Pop culture references to champagne often show corks launching dangerously across a room or fizz showering from the bottle, but all this creates is a risk of injury and unnecessary mess. Champagne and sparkling wine should not spew out of the bottle, and the cork should not leave your hands. Extreme pressure can send corks flying in some cases, but you should only hear a faint pop as the cork is released.
Removing the Packaging
Champagne and sparkling wine bottles feature a wire cage designed to prevent the cork from popping out of the bottle neck until you're ready to open it. A decorative foil wrapper encases the cage and cork. The foil wrapper has a small tab that you pull to tear the foil and remove it from the bottle, revealing the cage. The wire cage is simply thin wire twisted to hold it tight against the cork. To loosen the wire cage, twist the small wire tab or key -- around the bottle neck -- to untwist the wire.
Popping the Cork
Pressure can build up inside a champagne bottle and push the cork out of the neck at any time, so the cork should always be treated with care.

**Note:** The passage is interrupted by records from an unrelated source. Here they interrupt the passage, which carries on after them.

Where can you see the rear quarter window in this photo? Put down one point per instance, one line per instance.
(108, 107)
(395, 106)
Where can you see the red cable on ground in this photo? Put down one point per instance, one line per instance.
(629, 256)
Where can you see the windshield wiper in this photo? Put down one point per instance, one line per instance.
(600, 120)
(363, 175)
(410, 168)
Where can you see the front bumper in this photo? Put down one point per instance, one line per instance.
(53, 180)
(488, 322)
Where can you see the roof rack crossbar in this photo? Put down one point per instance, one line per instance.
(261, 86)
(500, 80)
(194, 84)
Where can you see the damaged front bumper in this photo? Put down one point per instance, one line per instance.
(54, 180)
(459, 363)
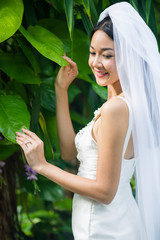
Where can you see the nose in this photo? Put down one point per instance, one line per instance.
(97, 62)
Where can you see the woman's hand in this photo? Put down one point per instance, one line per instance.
(33, 148)
(66, 74)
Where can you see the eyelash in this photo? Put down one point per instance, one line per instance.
(106, 56)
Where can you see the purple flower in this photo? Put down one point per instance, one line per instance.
(2, 164)
(30, 173)
(32, 177)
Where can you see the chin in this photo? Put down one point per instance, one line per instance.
(102, 83)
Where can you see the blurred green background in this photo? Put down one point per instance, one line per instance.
(34, 34)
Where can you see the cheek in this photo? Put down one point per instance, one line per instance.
(89, 61)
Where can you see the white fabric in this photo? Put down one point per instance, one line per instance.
(138, 65)
(91, 220)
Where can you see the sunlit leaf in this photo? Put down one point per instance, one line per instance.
(48, 44)
(16, 67)
(11, 13)
(68, 5)
(13, 116)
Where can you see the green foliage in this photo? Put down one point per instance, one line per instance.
(11, 13)
(29, 62)
(14, 115)
(45, 42)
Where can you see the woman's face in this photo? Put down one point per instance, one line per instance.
(102, 59)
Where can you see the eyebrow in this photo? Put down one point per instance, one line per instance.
(104, 49)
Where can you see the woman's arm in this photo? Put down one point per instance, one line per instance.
(110, 139)
(66, 134)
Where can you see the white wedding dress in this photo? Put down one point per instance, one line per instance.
(92, 220)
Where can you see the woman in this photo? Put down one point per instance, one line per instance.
(122, 135)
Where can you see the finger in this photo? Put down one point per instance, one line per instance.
(69, 61)
(31, 134)
(22, 145)
(24, 137)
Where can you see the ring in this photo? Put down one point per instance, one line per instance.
(27, 143)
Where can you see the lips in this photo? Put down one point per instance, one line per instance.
(100, 74)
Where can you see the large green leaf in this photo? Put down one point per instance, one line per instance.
(68, 5)
(27, 50)
(13, 116)
(47, 43)
(16, 67)
(11, 13)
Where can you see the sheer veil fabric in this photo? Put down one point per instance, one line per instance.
(138, 65)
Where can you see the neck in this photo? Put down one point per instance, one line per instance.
(114, 90)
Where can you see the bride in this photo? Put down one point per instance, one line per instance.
(122, 137)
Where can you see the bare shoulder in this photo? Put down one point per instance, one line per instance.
(115, 108)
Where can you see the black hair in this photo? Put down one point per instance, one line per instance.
(105, 25)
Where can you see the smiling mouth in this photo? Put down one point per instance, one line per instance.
(100, 74)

Keep the bottle neck pointed in a safe direction away from people and breakable objects after removing the cage. Hold your thumb firmly over the cork to help keep it in the neck until ready to remove the cork. Hold a clean kitchen towel over the cork and neck to prevent a mess in case champagne spews out of the bottle when opened. Grip the cork with your hand over the towel. Hold the cork in place with one hand while using your other hand to slowly, gently twist the bottom of the bottle until you hear the "pop" when the cork is free.